This strand of MODE activity focus on the role of embodiment in digital interaction and cognition, with a particular focus on the use of mobile technologies and ubiquitous (including sensory and tangible) computing. The Node will develop multimodal methods to capture how these digital technologies afford new opportunities for interaction to be grounded in physical activity, socially mediated through new forms of communication and collaboration and mediated through new tools. It will develop multimodal methods to examine how digital multimodal interfaces support a sense of presence and immersion and complex interactions that create a perception of embodiment in virtual environments and new conceptions of touch and sensory interaction.
Indicative topics: multimodal methods for: researching the value and uses of mobile and ubiquitous technologies for embodiment; understanding the body and embodiment in online environments; researching digital experiences of touch and digital extending of the body; sensory research; examining movement instantiated in digital environments; researching collaboration through multimodal digital engagement; and researching embodied features of digital multimodal texts.
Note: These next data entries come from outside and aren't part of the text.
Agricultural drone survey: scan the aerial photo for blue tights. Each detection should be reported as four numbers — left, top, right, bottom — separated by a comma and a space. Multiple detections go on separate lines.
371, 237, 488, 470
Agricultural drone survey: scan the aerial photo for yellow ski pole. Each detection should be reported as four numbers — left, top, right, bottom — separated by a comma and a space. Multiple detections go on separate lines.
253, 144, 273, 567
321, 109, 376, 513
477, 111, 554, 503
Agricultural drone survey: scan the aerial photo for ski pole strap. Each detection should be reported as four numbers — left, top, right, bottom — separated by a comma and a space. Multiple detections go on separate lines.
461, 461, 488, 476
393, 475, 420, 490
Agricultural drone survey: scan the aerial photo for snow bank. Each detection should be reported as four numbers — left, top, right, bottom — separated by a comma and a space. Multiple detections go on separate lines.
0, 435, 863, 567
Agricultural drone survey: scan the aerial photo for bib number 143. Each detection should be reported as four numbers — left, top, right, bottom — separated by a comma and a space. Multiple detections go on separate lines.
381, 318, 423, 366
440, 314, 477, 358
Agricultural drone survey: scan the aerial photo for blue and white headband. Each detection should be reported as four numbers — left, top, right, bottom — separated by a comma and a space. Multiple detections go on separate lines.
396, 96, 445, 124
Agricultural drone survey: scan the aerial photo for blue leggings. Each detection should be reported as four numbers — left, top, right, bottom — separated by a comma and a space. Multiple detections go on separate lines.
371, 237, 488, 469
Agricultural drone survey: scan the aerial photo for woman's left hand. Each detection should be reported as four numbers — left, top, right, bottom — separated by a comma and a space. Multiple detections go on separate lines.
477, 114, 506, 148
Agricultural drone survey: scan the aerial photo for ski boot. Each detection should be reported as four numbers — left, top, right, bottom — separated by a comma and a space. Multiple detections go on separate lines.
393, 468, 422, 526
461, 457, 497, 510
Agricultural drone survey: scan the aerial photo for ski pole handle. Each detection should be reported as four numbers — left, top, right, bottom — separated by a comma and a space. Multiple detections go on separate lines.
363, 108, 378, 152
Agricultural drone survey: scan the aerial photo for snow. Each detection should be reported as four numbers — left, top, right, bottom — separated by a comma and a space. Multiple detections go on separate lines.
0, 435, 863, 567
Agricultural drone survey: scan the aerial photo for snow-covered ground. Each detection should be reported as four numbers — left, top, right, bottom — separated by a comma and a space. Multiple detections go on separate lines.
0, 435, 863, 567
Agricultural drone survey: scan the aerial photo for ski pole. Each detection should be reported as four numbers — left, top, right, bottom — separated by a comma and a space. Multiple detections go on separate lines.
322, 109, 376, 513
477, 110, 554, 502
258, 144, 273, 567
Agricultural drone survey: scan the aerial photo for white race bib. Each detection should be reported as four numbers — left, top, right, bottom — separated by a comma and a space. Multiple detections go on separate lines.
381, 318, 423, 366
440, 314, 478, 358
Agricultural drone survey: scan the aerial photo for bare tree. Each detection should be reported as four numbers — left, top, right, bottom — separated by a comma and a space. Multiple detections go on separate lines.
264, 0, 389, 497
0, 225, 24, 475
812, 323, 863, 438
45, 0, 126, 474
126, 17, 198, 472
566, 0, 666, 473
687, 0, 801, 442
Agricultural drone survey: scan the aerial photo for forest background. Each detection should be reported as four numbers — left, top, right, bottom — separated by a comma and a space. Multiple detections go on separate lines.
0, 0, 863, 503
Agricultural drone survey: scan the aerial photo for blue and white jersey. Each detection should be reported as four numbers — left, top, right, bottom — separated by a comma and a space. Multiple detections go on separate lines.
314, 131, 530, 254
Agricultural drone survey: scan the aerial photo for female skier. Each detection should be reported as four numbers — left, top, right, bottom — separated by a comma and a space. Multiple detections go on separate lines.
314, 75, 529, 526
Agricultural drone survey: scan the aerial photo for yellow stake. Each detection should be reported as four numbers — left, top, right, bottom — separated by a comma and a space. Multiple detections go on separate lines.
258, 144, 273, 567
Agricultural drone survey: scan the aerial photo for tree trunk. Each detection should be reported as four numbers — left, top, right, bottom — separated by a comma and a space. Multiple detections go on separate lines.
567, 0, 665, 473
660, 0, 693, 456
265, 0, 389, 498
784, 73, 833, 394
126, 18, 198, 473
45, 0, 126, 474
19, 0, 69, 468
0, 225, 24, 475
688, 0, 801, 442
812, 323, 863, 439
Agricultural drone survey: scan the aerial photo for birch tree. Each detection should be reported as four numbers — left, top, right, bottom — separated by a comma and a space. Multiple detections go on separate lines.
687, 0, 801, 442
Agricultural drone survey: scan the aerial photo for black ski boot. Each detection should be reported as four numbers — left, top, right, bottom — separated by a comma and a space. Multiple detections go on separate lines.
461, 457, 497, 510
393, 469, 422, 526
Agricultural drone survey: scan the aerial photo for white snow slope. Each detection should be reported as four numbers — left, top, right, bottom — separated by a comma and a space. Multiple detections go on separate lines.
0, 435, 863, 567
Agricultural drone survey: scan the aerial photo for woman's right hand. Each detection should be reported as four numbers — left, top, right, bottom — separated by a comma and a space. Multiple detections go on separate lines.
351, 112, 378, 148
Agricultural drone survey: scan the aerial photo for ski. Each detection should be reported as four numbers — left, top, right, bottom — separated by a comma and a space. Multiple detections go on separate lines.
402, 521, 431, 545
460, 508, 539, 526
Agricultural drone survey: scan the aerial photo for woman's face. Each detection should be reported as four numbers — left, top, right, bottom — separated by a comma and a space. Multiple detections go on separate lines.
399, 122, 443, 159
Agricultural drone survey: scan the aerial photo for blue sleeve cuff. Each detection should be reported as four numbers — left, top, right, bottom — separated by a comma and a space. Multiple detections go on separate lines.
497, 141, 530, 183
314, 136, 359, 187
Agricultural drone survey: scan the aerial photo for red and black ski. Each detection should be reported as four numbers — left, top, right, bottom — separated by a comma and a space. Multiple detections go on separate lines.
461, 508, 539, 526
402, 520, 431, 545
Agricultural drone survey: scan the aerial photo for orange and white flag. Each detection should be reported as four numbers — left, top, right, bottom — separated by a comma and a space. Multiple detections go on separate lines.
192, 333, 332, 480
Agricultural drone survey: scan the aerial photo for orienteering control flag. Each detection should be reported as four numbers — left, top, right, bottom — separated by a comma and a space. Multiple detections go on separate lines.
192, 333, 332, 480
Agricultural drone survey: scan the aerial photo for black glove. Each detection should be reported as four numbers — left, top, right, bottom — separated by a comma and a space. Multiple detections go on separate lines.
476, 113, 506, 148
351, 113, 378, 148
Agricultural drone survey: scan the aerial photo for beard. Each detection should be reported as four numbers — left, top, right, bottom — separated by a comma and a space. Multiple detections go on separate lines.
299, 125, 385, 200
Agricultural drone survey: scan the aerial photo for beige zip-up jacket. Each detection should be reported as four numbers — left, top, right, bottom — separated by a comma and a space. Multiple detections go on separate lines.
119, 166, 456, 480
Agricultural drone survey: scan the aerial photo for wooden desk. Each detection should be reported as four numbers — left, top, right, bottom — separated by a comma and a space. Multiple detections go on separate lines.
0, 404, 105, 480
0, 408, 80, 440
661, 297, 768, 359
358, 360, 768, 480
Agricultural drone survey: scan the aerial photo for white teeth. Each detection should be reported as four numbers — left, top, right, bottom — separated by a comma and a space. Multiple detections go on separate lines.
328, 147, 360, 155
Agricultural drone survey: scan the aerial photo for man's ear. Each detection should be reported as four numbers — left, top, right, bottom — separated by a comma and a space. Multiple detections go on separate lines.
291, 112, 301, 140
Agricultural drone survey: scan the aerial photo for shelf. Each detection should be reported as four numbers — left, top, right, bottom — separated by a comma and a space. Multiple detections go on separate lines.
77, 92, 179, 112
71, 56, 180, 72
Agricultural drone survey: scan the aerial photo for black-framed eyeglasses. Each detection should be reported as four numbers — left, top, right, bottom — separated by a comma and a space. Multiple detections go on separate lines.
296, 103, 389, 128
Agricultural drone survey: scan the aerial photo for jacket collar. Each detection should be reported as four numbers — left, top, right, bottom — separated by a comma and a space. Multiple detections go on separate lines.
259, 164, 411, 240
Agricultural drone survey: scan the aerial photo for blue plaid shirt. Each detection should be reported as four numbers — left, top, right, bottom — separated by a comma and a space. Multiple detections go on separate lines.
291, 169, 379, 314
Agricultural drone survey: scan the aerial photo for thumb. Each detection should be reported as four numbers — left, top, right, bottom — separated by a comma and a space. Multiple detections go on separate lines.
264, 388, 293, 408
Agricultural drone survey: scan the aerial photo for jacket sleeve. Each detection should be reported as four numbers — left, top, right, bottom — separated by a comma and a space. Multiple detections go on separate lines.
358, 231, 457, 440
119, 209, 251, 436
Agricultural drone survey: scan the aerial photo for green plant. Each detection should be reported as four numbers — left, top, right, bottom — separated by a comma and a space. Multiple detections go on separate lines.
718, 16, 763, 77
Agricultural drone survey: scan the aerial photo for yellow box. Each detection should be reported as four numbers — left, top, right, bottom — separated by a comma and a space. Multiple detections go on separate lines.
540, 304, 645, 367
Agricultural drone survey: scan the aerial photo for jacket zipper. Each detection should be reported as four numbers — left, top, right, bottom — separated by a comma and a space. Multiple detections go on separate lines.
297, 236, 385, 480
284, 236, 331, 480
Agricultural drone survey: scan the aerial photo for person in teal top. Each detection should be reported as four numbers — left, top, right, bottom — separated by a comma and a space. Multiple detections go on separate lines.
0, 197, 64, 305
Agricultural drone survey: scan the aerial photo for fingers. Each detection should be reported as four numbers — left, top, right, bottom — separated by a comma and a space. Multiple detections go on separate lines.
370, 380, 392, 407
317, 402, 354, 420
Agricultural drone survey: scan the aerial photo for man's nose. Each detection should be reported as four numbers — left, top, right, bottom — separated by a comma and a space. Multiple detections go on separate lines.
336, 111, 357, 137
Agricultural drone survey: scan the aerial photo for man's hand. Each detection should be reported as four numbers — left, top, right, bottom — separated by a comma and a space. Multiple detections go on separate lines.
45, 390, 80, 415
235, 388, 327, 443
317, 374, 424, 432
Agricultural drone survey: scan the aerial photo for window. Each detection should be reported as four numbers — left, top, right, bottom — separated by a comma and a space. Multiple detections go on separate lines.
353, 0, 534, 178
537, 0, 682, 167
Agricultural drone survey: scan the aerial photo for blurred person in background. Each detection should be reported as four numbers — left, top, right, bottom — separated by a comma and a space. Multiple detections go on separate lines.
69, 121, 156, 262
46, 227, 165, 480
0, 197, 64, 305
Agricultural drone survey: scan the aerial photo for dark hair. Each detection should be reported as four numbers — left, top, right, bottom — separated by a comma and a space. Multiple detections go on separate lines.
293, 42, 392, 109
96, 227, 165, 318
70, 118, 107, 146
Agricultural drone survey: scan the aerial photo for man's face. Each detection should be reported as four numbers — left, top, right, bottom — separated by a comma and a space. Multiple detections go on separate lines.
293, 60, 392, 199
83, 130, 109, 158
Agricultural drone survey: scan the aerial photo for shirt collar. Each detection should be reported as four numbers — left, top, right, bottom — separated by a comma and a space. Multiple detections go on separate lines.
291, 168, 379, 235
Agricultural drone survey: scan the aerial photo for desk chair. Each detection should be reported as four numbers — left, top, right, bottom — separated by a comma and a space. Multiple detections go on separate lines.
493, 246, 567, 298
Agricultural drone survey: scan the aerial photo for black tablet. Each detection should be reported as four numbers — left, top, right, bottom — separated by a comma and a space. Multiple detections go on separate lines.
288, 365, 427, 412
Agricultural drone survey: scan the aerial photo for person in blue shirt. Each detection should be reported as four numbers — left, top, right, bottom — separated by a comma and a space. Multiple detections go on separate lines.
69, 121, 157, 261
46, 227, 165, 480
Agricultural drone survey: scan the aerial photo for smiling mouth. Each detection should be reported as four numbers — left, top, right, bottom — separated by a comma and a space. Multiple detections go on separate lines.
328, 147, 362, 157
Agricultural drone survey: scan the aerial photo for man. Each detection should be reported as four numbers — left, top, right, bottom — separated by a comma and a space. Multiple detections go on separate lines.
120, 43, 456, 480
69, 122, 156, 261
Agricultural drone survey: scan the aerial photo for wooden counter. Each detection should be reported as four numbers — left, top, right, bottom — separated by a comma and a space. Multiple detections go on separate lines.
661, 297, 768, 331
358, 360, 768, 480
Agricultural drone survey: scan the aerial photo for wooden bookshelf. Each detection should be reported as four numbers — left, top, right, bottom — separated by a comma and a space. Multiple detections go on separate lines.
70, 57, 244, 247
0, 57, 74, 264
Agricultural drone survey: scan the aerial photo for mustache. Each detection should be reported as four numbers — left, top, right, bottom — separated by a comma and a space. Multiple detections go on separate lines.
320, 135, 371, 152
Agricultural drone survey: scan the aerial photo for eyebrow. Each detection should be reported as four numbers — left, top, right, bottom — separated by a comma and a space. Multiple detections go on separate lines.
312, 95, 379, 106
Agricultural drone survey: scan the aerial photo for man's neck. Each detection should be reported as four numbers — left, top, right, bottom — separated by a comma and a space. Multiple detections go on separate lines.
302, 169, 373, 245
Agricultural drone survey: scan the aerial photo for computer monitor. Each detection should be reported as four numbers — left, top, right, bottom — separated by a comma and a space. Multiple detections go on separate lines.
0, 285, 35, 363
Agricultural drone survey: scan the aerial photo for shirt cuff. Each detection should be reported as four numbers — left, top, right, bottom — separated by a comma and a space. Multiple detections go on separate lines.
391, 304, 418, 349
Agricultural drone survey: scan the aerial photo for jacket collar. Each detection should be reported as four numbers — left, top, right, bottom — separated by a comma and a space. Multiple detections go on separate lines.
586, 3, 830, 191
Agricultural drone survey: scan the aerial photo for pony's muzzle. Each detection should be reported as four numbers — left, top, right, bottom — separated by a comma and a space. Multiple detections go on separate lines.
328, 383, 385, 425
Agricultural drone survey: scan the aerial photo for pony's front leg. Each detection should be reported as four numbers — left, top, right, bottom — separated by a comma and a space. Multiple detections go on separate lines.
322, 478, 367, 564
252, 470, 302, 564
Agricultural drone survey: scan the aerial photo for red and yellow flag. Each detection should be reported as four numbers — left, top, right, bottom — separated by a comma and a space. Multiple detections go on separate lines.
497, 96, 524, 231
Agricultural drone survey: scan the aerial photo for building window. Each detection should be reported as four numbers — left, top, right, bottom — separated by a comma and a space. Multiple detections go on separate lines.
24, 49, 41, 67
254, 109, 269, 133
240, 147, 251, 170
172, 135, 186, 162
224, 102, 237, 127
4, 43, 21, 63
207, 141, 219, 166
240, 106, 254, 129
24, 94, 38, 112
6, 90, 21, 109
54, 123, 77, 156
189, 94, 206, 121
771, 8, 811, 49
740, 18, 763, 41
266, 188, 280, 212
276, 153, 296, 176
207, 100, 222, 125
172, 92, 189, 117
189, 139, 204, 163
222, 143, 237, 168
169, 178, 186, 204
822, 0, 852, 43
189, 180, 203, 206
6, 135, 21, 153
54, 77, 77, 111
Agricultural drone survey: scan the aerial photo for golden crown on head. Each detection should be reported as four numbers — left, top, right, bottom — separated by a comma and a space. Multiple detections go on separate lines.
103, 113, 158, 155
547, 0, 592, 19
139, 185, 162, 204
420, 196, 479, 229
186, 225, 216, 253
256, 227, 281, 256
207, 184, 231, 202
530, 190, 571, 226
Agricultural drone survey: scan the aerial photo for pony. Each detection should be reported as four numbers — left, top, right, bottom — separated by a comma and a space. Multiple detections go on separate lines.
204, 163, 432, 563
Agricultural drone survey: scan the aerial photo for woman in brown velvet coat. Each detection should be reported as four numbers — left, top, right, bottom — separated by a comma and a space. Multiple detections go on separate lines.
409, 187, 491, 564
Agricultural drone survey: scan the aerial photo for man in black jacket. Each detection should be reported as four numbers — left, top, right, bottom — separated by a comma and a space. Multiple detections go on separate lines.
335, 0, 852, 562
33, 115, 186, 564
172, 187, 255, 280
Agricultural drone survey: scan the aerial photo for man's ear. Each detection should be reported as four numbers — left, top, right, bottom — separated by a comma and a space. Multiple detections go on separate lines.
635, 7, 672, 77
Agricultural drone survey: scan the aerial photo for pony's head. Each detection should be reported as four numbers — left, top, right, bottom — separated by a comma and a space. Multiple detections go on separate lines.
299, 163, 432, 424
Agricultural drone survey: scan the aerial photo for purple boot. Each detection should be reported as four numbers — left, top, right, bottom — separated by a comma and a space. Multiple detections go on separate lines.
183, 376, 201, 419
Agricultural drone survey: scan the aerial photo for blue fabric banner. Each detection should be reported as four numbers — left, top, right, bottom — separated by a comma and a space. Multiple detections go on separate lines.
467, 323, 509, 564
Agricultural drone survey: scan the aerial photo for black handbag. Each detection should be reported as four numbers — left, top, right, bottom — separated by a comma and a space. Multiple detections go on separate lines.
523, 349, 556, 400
Indicative research questions: What methodological approaches are effective for examining the relationship between physical experience (the physical body and action), digital tools and the environment, and their combined role on meaning making? How do different digital technologies change the nature of embodiment and what are the implications for methodological approaches? What are effective methods for examining real-time cognition ‘in action’ in multimodal digital environments?